[SOLVED] Please help me diagnose random system crashes. home server

i have a server, and its been crashing randomly for some time. very annoying. i finally got kdump working to try and get a core dump of these crashes. but i just happened to for once actually witness the system crash. kexec was not actually invoked, its like the kernel never actually panicked. the system just reset for no apparent reason. no POST errors, the bios led numbers all read normal, no thermal warnings, all memory passes memtest. im at an absolute loss as to how i can go about identifying the cause of the system crash and reset, given that the system never actually panics, and thus never invokes kdump. in my years of working with computers, ive never encountered a system resetting randomly and never throwing any error, no beep codes, no bios led abnormalities, and never panicing. so strange.
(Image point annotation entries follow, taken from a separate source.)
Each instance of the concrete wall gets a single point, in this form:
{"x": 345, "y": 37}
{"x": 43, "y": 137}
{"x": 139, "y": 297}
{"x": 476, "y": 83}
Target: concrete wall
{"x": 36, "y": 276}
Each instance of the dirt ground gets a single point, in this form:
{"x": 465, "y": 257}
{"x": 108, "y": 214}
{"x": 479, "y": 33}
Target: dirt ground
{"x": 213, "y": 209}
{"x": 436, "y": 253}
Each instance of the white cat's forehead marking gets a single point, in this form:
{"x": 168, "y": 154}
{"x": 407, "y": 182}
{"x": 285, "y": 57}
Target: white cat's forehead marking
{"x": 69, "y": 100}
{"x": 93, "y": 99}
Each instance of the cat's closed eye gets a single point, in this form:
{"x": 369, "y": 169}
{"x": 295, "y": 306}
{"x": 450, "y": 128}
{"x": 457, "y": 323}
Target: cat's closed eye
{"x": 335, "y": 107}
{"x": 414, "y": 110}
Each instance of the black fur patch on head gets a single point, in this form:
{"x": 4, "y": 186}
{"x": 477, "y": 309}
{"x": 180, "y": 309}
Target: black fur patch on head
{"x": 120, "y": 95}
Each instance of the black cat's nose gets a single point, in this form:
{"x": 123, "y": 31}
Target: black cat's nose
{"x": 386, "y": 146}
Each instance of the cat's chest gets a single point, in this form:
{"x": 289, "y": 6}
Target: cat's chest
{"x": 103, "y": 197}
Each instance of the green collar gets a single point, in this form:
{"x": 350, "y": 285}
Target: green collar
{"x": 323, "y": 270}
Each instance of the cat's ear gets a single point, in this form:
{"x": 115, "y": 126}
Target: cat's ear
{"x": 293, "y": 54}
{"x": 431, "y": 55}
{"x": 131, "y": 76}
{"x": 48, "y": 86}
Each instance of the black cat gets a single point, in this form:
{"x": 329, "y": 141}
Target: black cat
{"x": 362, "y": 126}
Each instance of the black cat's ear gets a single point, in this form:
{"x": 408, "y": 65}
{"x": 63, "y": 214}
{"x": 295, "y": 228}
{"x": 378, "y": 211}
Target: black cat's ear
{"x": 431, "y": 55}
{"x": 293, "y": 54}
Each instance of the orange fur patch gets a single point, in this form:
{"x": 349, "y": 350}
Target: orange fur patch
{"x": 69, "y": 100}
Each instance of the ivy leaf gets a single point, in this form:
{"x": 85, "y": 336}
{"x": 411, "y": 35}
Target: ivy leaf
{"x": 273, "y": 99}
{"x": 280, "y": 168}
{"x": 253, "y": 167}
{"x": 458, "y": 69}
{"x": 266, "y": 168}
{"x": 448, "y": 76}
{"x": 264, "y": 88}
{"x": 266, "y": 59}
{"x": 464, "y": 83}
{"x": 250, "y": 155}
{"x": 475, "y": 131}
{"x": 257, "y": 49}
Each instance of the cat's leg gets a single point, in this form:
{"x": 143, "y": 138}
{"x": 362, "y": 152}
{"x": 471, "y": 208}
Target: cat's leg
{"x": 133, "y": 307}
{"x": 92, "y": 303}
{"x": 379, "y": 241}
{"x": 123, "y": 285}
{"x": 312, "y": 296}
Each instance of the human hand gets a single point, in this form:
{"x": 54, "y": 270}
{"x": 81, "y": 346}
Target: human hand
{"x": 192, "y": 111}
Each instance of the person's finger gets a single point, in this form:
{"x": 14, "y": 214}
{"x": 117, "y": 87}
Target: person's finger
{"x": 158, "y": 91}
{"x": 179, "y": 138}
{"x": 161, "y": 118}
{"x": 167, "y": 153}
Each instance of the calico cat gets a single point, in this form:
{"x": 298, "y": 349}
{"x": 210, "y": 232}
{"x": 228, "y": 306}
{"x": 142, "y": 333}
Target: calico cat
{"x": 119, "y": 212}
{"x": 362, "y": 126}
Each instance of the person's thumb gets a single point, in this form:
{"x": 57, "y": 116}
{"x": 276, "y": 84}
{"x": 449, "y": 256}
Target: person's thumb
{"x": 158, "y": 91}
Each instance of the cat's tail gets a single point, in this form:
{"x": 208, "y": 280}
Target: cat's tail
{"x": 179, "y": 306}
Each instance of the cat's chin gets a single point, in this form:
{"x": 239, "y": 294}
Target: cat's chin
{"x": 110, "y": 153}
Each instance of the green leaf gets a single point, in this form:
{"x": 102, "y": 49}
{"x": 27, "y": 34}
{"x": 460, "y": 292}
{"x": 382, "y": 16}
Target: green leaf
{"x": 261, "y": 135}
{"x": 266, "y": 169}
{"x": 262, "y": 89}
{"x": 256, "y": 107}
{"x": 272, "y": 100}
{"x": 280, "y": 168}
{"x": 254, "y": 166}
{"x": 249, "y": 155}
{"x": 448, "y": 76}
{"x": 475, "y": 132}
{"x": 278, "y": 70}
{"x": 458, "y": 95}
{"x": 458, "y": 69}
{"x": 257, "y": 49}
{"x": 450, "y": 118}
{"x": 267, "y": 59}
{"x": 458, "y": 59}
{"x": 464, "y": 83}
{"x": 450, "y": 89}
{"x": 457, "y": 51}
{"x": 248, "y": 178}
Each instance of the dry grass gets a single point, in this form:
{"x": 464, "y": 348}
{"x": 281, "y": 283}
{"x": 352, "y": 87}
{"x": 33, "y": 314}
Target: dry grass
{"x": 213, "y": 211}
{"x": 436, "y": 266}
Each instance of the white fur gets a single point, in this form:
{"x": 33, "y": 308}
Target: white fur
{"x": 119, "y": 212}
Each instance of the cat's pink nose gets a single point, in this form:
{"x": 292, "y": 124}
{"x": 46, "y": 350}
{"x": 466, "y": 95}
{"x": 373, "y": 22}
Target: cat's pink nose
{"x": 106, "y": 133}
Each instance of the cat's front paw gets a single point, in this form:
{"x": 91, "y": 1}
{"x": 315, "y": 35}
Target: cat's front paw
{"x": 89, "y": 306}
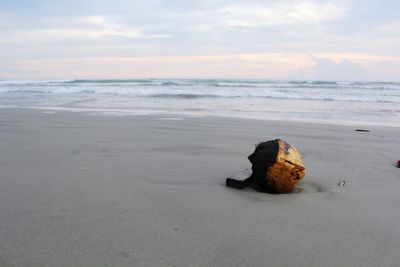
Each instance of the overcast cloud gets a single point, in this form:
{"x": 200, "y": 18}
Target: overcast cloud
{"x": 341, "y": 40}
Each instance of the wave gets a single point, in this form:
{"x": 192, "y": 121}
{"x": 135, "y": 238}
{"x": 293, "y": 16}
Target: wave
{"x": 184, "y": 96}
{"x": 26, "y": 92}
{"x": 111, "y": 81}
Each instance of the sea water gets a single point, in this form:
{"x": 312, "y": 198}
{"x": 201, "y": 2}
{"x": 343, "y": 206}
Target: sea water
{"x": 376, "y": 103}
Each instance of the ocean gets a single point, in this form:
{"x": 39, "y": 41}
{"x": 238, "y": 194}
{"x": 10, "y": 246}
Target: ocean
{"x": 364, "y": 103}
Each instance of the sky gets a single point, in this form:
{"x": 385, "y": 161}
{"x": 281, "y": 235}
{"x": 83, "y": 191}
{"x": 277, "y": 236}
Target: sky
{"x": 302, "y": 40}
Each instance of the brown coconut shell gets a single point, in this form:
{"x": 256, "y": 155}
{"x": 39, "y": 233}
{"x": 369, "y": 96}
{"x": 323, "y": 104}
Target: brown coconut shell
{"x": 277, "y": 166}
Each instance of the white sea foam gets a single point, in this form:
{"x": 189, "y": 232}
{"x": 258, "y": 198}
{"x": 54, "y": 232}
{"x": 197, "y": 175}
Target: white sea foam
{"x": 328, "y": 101}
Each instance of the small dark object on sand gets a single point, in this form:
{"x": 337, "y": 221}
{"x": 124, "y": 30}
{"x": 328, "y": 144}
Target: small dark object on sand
{"x": 276, "y": 168}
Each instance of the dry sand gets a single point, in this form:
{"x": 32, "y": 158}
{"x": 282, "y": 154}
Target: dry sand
{"x": 79, "y": 190}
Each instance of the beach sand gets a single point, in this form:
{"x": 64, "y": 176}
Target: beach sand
{"x": 80, "y": 190}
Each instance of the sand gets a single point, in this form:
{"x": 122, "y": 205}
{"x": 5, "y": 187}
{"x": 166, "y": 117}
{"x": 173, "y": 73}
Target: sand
{"x": 84, "y": 190}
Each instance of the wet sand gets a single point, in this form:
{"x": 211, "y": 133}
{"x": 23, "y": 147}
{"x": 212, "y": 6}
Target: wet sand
{"x": 85, "y": 190}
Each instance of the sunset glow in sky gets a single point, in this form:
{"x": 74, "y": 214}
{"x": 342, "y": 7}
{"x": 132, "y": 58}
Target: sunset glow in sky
{"x": 321, "y": 40}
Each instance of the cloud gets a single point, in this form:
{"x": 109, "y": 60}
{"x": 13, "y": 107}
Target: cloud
{"x": 345, "y": 70}
{"x": 280, "y": 13}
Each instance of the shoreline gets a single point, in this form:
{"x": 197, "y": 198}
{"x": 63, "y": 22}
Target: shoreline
{"x": 79, "y": 190}
{"x": 193, "y": 114}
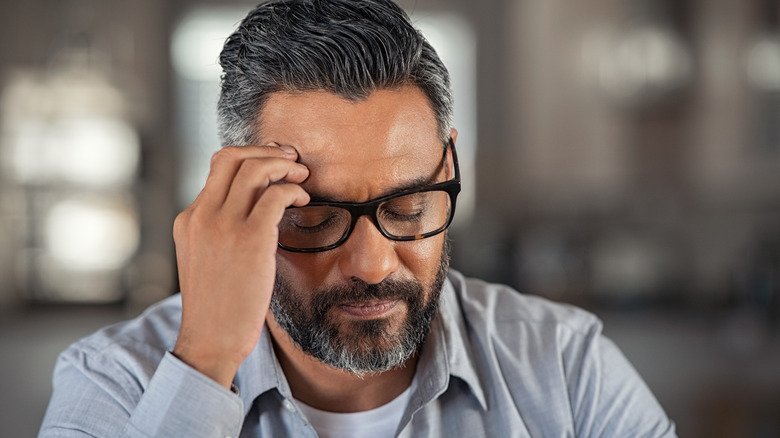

hopefully somebody here more experienced than i has seen this kind of thing before and could point me in the direction as to how to diagnose it.

asus prime x399-a.
Threadripper 1950x
Linux 5.18.

A lot could be the issue - try to isolate elements - for example use one memory stick at a time (if possible). Narrow it down as much as you can and don’t swap 2 things at once…

1 Like

all memory sticks are less than a month old. replacing all of them was the first thing i tried.

surely the memtest already ruled out memory failure. right?

given the randomness of these crashes, downing the server, by removing needed memory, for days on end just to wait, possibly in vain, for a crash, that may or may not even have anything to do with memory, seems like a very irrational way to go about it. these resets only happen about once a week or so.

i dont mean to argue, im just hesitant to down my server for so long with such little chance of finding the cause.

(&(& - missed the memtest (providing tech support to son at same time). But note it suggests not memory sticks (could also be memory settings, connectors etc.).
Don’t mind the “arguing” - we are both challenging assumptions on this! And I know the “downtime issue”.

So now thinking try different software - would BSD or windows work for a test? As a worst case, a much later linux? I personally run the latest (which may not suit you) - but a large-ish OS difference might help pin it down. Still so many variables - I feel your pain…

1 Like

the system has never been compatible with windows. never worked with BSD before, im not sure it would pickup any failures that linux wouldn’t. i am running with AER enabled. ill look into the feasibility of it.

perhaps it’s time to upgrade the system to linux 6.1. i shall start the backup scripts now. ill begin configuring and compiling the new kernel tomorrow afternoon. backups should be done by then. assuming all goes well, new kernel should be running by Thursday morning.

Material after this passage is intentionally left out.